Weldon has been a police officer since 1985 and Valley’s chief since 2009. He said that he has seen lots of changes in the equipment used by officers. He said most of it is good but some of it’s not so good. He said that he has never been a fan of pepper spray. As part of an officer’s training, they have to be pepper sprayed before they can do it to a suspect. “It gets all over anyone who is close by, and it’s really bad stuff,” he said. “It’s like being hit across the forehead with a 2-by-4. It will be difficult for you to function for some time.”

Weldon said that tasering is a better way to get someone under control. The effect on the tasered person is temporary, and allows officers to make an arrest before a suspect can draw them into a knock down, drag out fight.

Weldon said it’s no fun to get in a fight with a big, strong man who does not want to be arrested.

He said that he and Stewart had to do that when the Drug Task Force building was located on Highway 431 across from Chambers Academy. It was quite a struggle before the two men could get the suspect on the ground. They were bruised and battered when a third officer showed up and got the handcuffs on him.

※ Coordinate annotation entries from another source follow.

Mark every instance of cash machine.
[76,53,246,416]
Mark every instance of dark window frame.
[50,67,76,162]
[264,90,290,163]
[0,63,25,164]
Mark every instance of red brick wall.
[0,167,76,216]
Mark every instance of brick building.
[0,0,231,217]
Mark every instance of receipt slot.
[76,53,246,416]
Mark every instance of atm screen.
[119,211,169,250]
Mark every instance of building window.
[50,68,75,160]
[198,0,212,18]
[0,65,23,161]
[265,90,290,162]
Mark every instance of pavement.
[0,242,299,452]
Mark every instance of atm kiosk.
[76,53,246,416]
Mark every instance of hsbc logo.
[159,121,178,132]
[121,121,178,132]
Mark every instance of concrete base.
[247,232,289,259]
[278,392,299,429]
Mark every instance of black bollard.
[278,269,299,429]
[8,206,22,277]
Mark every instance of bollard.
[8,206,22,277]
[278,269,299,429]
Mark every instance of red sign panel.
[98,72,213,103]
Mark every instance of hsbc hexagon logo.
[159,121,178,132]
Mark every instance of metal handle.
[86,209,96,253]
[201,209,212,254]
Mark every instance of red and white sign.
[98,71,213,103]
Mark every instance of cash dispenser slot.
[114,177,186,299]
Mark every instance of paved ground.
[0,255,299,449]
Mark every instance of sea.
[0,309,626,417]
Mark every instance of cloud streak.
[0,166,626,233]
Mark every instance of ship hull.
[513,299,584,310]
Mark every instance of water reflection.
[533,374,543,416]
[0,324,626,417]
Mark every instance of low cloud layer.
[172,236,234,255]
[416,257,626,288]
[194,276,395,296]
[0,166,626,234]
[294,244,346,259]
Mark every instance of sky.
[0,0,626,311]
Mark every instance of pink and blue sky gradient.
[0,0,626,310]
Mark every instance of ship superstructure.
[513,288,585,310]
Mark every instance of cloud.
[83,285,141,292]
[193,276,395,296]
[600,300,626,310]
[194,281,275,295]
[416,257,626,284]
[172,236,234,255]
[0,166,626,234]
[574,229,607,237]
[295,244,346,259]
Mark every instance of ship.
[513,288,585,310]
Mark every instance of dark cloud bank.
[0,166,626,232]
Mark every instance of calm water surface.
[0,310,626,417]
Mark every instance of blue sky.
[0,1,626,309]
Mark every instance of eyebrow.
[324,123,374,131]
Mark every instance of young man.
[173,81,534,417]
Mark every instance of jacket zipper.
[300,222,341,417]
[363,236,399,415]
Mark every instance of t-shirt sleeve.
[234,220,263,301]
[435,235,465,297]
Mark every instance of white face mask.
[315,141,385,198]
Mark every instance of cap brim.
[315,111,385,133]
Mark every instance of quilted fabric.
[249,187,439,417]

”I was as sore as I could be the next day,” Weldon said.

If a suspect wants to wrestle with an officer, the one thing the officer has to be aware of is that he may try to reach around his waist and take his gun.

Weldon said that almost happened to him one time when a man he was arresting wouldn’t go without a fight. He goaded him into a struggle by telling him there was no way he would have ever gotten the handcuffs on him had he resisted. They had gotten to the county jail at the time, the cuffs were off and Weldon was leading him to his cell.

“He reached around behind me to get my gun,” he said. “I had to wrestle with him again.”

That procedure has changed over the years. When an officer now arrives with a suspect, his gun is placed in a locker. There’s nothing for the suspect to fight over.

Weldon said local officers used to carry pump shotguns with them. He said it would really get people’s attention when an officer cocked it. There’s a greater emphasis today on non-lethal means. Shotguns are sometimes used to disperse unruly crowds. The rounds that are fired can be such items as bean bags and rubber pellets.

“It stings but doesn’t injure,” Weldon said.

There are situations where officers have to use some creativity in making arrests. Weldon recalled an incident when they had to apprehend a drunken man in a single-wide trailer who was threatening people with a knife. When they got there, he was standing behind the door brandishing the knife at them. Weldon looked around in the yard and saw a rusty metal chair propped up against a pine tree. He went over, got it and used it to pin the man against the opposite wall when the other officers opened the door. At least that was what he intended to do. When the officers opened the door, the man fell flat on his face, and they were able to handcuff him.

The next day when Weldon reported for work at the police department, there was a poster on the bulletin board with his photo on it and saying: “Sgt. Weldon is now teaching self-defense courses with the aid of a rusty metal chair.”